When I play with Kaggle datasets, my default programing language is Python. Once I was exploring Kaggle dataset and I wanted to determine the transaction number for each credit card in Python, my first thought was *It’s pretty easy in Transact SQL thanks to window functions. But can I use this concept in Python?*

Contents

# What is the window function?

The window function is the SQL concept where the dataset is split into several sets and some function is applied to each set separately. The window function always requires `OVER`

clause, sometimes followed by `PARTITION BY`

option. I won’t duplicate the internet content, so If you need a detailed explanation, this website seems to describe the concept straightforward.

# Real-life example

My aim was to determine the transaction number for each credit card number. The dataset size was significant (**~590 000 rows**, **2.7GB**). It consisted of two columns:

*TransactionDT*– transaction date, Timestamp format*credit _card_number*

The index represented a unique *TransactionID*. Below is a subset of the data frame:

## SQL

As mentioned above, this case would be easy to solve in SQL thanks to the window function. The `OVER(PARTITION BY credit_card_number ...)`

would temporarily create a subset for each value in credit_card_number. `(... ORDER BY TransactionDT ASC)`

would then order the entities in each subset by the transaction date. Then`ROW_NUMBER()`

function (which numbers the entities in the subset) would be applied for each subset. The query below shows how to use the window functions to get the transaction number for each credit card number:

select credit_card_number, TransactionDT, ROW_NUMBER() OVER(PARTITION BY credit_card_number ORDER BY TransactionDT ASC) AS card_number_occcurence2 from train

## Python

Although the SQL solution is easy, I have already written plenty of the code in Python. To avoid the mess, I wanted to have all the code in one programming language, Python. So how to write `OVER (PARTITION BY ...)`

in Python-like manner? I’ll present two approaches: using** groupby** and the **trivial for loop**. At first, we’ll order the dataset by credit card number and transaction date, as this step is required by both of the approaches:

train.sort_values(['credit_card_number','TransactionDT'],ascending=True, inplace=True)

### Groupby approach

The steps to imitate SQL window function in Python will be the following:

- split the dataset into subsets
- for each subset order the data by transaction date
- determine the number of transaction for each subset

To split the **dataset into subsets** we will use the `groupby`

function. It literally returns the dataset split by unique values of the argument column. **Be aware**, the Python’s `groupby`

performance **differs from SQL** `GROUP BY`

function, which needs to be used with **aggregate functions** (avg, max, sum, count, etc.).
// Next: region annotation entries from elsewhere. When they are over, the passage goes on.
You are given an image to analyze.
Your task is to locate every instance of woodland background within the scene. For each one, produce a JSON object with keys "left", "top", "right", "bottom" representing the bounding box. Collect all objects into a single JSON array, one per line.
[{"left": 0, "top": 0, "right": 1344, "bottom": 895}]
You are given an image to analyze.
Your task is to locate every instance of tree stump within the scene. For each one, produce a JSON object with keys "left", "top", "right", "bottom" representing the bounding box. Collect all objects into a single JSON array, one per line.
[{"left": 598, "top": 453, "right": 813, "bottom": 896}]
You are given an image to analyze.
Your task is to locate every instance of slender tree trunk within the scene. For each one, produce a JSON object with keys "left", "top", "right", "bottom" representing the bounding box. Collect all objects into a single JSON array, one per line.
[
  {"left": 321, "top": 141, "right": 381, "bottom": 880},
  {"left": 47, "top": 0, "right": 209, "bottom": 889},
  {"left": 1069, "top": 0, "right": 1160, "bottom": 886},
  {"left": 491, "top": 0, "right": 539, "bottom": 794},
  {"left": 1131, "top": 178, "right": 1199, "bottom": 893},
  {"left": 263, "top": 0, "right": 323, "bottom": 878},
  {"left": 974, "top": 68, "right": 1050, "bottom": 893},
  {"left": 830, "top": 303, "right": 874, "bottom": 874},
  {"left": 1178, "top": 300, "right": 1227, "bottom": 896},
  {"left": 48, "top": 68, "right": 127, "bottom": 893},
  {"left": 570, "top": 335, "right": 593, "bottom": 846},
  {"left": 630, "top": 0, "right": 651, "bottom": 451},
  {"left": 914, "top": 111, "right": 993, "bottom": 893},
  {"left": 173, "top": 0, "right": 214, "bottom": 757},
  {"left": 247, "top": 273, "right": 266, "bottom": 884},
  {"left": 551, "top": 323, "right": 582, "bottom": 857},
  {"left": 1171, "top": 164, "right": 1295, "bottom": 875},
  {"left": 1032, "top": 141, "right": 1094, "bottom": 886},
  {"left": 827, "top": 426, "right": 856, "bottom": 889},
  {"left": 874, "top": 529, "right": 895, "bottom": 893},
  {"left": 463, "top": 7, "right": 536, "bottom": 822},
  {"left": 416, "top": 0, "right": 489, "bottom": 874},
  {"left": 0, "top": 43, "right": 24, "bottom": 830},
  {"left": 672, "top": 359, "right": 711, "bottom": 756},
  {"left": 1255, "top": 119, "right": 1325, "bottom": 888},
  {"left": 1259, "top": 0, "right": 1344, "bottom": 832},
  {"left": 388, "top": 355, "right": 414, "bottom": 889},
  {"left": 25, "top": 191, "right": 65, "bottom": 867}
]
The data is already ordered, so we can move to step three.

To get the number of transactions we can apply the following pseudo-code for each subset: `np.arange(len(subset))`

. It will return the vector with the row number (which is also a transaction number for given credit card). To use this function with `groupby`

, we’ll use **transform** function. According to documentation, `transform`

returns the DataFrame of the same shape as original, but with values transformed by the argument function. For instance, single-column dataset transformed by`transform(lambda x : np.arange(len(x)))`

will return single-column dataset. The only column will contain consecutive numbers starting from 0, of the same length as input data frame. Indeed, the output is basically the row number and the number of the transaction! The same transformation used with `groupby('credit_card_number')`

will return transaction number for each credit card! To sum up, the final function will be the following:

train["card_number_occcurence"] = train.groupby('credit_card_number').transform(lambda x : np.arange(len(x)))

What’s satisfying, the procedure takes only **20.1 sec** (for ~590 000 rows).

### For-loop approach

One could wonder, why not to use **for loop** to determine transaction number for each credit card. The answer is **poor performance**. The first approach uses pre-defined, optimized functions. The for loop could be slow. I decided to check the for loop performance time. It was performed on already ordered data. For each unique credit card number, the subset of its transactions is created. Then the transaction number is applied (`np.arange(len(x))`

):

for credit_card in train["credit_card_number"].unique(): train.loc[train["credit_card_number"] == credit_card, "card_number_occcurence2"] = np.arange(len(train.loc[train["credit_card_number"] == credit_card]))

The example is working anyhow, but slowly- it takes in **1971.7 sec** (**~33min**).

# Sum Up

It’s possible to imitate SQL `OVER(PARTITION BY ...)`

in Python using one-line code. What else, the computation time is acceptable.